— Хорошо. Я не знаю, что ещё придумать…
Ванечка шумно вздохнул.
— Можно сказать, как есть.
— Нет! Он не поймет! Далёк от этого. Ты же видишь, что он ревнует, значит…
Речь обо мне? В груди болезненно ухнуло.
Значит, что? Можно продолжать лезть к нему в рот?
— Зачем? Зачем он тебе нужен? — Муратов взволновано вскочил с края кровати и приблизился к Никольской. — Лёня не знает обычных человеческих слов поддержки! Ведёт себя, как мудак, не уважает окружающих, самоутверждается за счёт девушек, — нравоучительно загибал он пальцы. — Почему вам такие нравятся?
Кому это «вам»? Он до сих пор оскорбляется за Вилку?

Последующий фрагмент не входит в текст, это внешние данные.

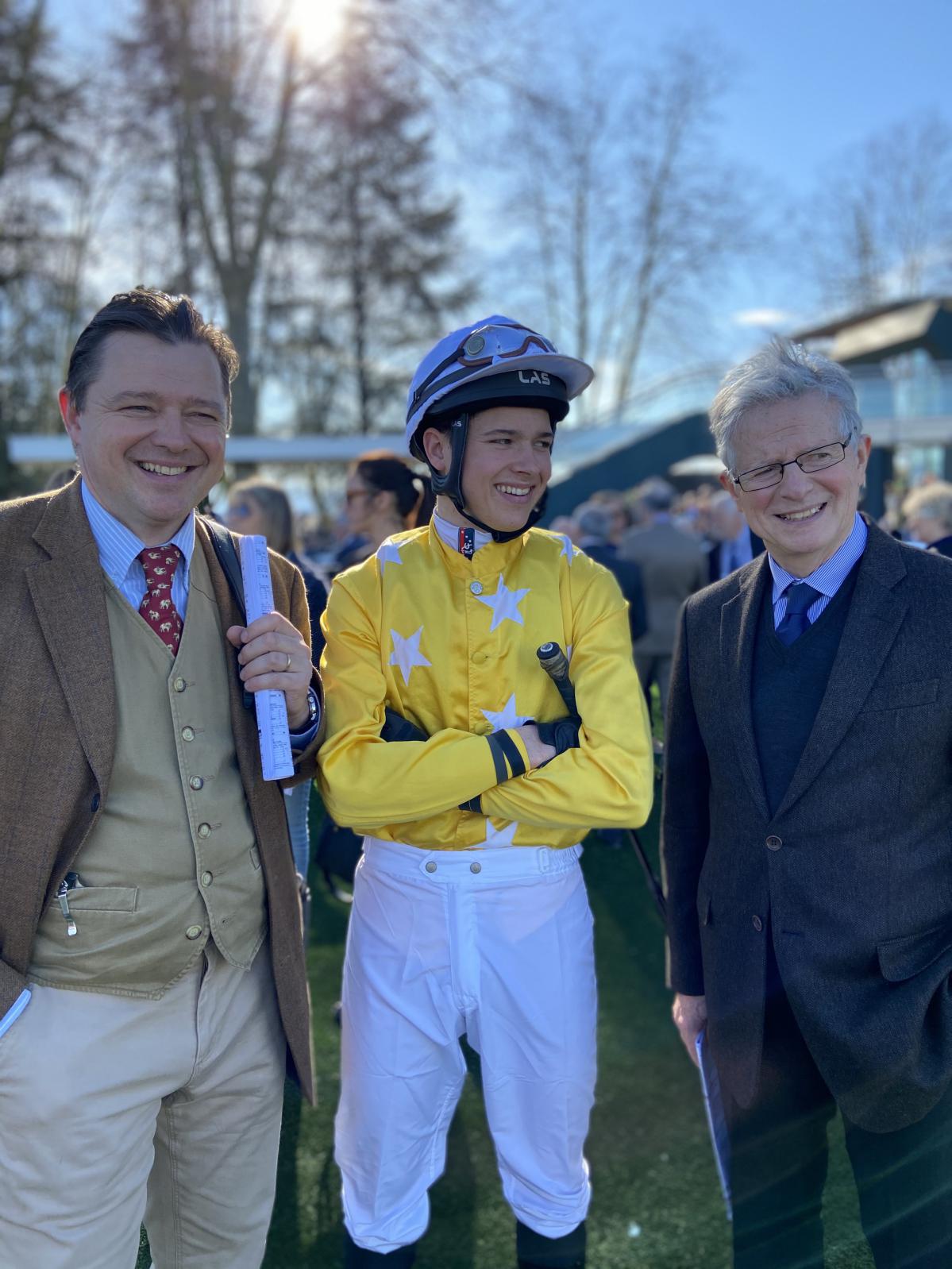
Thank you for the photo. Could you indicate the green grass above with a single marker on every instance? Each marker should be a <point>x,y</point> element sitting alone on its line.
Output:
<point>649,1151</point>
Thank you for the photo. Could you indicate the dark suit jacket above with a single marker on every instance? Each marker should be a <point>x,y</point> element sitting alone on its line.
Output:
<point>852,876</point>
<point>627,574</point>
<point>57,704</point>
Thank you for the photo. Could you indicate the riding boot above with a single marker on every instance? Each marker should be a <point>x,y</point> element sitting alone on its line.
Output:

— Как бл*дь тебя угораздило? — Ваня рыкнул Никольской прямо в лицо.
Он имел ввиду…
Неважно! Мне почему-то так стало удушливо больно слышать это со стороны. Слышать это от Муратова.
— Я думаю, то, что мы устроили, было бесчестно! Но максимум реакции ты от него получила. Он чуть не вы*бал школьниц, чтобы утереть тебе нос. Считаешь, это проявление чувств? Это же так романтично, назло девушке спать с другими?
Кровь отхлынула к моим онемевшим ледяным ногам. Я остался стоять, страшась моргнуть и увидеть снова, как он нарушает её границы.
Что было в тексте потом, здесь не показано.